Out of its formidable competition, the CX-5 is still the best of the mid-size SUV crowd from behind the wheel. Mazda has somehow found an excellent balance between ride and handling, an endeavour complicated by the fact it rides so much higher than a normal car with its minimum ground clearance of 150mm.
The CX-5 never feels unwieldy or awkward, with a lovely, fluid way of taking corners, even if you're pressing on a bit more than your passengers would like. The view out is excellent and the angle of the horizon stays remarkably flat owing to very little body roll.
This goes for every model, from the 2.0 litre front-wheel drive all the way up to the Akera turbo-diesel. While the diesel is heavier, the extra torque is not only good for towing, it more than wipes out the effect of the extra weight. The diesel is quickest in the real world and, of course, with a load on it will feel less affected.

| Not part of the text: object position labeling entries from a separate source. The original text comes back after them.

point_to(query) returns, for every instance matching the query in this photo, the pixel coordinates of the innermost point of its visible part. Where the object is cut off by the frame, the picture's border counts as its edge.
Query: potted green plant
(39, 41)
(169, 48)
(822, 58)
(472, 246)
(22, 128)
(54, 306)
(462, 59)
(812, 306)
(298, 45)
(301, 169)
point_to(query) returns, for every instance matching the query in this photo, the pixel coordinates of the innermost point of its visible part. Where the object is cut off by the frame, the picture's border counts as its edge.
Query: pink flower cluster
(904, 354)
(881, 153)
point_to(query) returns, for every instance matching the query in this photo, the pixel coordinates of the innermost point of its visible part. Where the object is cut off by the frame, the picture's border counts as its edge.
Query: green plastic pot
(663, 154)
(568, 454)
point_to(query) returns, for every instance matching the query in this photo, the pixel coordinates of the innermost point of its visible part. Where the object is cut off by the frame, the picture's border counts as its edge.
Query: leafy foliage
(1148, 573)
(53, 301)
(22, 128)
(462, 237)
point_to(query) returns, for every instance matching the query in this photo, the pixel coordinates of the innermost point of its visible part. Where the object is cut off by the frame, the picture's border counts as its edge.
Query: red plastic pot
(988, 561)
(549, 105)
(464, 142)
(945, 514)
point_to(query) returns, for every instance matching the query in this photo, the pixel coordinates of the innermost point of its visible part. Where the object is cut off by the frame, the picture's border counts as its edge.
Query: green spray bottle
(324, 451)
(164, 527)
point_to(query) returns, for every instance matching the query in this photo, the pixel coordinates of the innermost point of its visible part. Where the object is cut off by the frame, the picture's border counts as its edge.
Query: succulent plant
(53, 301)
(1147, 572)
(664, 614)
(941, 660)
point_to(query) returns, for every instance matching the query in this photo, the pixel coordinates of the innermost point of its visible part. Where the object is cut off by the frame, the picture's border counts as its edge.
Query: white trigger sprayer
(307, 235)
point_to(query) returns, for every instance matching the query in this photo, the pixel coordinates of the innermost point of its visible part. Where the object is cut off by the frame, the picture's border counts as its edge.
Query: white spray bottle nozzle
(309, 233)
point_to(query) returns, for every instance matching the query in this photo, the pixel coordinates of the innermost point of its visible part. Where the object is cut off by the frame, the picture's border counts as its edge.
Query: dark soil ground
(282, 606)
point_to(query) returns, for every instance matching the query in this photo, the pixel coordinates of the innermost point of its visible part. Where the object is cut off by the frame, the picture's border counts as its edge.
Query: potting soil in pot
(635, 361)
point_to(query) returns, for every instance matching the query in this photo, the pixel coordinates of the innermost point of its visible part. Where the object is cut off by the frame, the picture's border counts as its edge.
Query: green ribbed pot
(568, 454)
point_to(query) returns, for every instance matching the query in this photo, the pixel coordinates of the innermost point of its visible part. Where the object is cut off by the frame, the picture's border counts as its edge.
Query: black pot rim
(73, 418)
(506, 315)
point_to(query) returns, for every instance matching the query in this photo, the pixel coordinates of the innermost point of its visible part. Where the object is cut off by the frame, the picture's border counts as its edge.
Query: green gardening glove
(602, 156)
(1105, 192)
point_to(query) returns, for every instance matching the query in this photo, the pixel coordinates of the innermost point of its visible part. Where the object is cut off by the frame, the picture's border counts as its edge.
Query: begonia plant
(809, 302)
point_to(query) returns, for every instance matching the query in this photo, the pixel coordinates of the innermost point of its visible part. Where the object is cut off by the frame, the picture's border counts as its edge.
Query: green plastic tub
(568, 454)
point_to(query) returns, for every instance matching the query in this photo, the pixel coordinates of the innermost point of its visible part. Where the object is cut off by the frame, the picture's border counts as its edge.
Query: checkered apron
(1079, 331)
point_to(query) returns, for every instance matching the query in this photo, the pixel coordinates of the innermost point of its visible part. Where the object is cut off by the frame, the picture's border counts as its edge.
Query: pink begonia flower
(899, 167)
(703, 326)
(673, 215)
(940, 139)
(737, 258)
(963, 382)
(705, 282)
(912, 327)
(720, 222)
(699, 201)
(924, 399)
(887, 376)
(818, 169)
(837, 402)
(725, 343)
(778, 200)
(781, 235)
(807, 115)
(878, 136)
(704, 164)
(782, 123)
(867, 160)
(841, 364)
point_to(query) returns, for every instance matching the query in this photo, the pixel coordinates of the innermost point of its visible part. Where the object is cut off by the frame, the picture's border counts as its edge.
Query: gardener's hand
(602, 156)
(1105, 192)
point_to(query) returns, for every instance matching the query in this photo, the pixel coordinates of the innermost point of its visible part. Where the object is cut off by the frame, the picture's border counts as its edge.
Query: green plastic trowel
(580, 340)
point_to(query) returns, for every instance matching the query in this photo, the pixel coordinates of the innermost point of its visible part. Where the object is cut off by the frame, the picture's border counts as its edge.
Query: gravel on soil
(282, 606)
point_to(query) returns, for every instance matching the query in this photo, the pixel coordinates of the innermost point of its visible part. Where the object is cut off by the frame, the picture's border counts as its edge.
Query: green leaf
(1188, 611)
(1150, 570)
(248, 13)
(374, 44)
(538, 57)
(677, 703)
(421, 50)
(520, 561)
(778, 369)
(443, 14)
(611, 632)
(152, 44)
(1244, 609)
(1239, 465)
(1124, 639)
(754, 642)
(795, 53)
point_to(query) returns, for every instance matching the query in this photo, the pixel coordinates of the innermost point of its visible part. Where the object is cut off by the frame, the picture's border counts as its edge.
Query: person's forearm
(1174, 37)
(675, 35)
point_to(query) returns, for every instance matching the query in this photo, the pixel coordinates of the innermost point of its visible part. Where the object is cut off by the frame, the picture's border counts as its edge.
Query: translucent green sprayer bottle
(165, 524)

The CX-5's best all-around engine would have to be the 2.5 and buyers agree, spending the extra money and getting all-wheel drive into the bargain. While there's nothing wrong with the front-wheel drive car's grip, with all four wheels putting the power down the CX-5 is super-planted and behaves impeccably on all but the roughest of surfaces and adds that extra security in the wet or on loose surfaces.
The CX isn't a mud-plugger, though, its off-road capability is necessarily limited. Don't expect to head out into the wilderness. The clearance (150mm) and sophisticated off-road systems aren't there, apart from hill descent control, and Mazda doesn't even disclose a wading depth on its Australian website.
The only real downsides are the road and suspension noise invading the cabin, higher than the new Volkswagen Tiguan, Hyundai Tucson and Kia Sportage, with each of whom this car is locked in mortal combat.
What safety equipment is fitted? What safety rating?
CX-5's safety features are standard across the range and score the CX-5 a maximum five-star ANCAP rating.
Standard inclusions include six airbags, ABS, stability and traction controls, brake force distribution, electric park brake, auto emergency braking, rear cross traffic alert, and hill holder.
There are two ISOFIX child seat restraint mounting points in the rear seat and three top tether points in the rear seat back.
What does it cost to own? What warranty is offered?
All Mazdas arrive on your drive with a three-year/unlimited kilometre warranty and a capped price servicing regime, with all service pricing available on Mazda's website. Irritatingly - and unlike many of its rivals - roadside assist is extra but is a reasonable $68.10 per year.
Importantly, the CX-5's engines each use a timing chain rather than a belt, so there are no servicing surprises as the car ages.
Owners report few genuine reliability issues or durability problems with the CX-5. Diesels tend to be a bit thirstier than is ideal in the urban environment (but terrific when pounding up and down freeways) while faster than expected tyre wear appears to be a common complaint among less angry owners who frequent internet forums.
Resale value appears strong, with between 50 and 60 per cent retained value after three years (based on RRP) for trade-ins and 60 to 70 per cent on private sales for a 2013 Maxx auto. Those looking for a new car should find stock of almost any model, no waiting time for your new CX-5.
A 2013 Maxx Sport diesel will fetch between 50 and 60 per cent of its new price at trade-in and between 60 and 70 per cent privately.
The CX-5 appears an easy car to live with - none of the CarsGuide team has had to resort to the owners manual for any of its functions.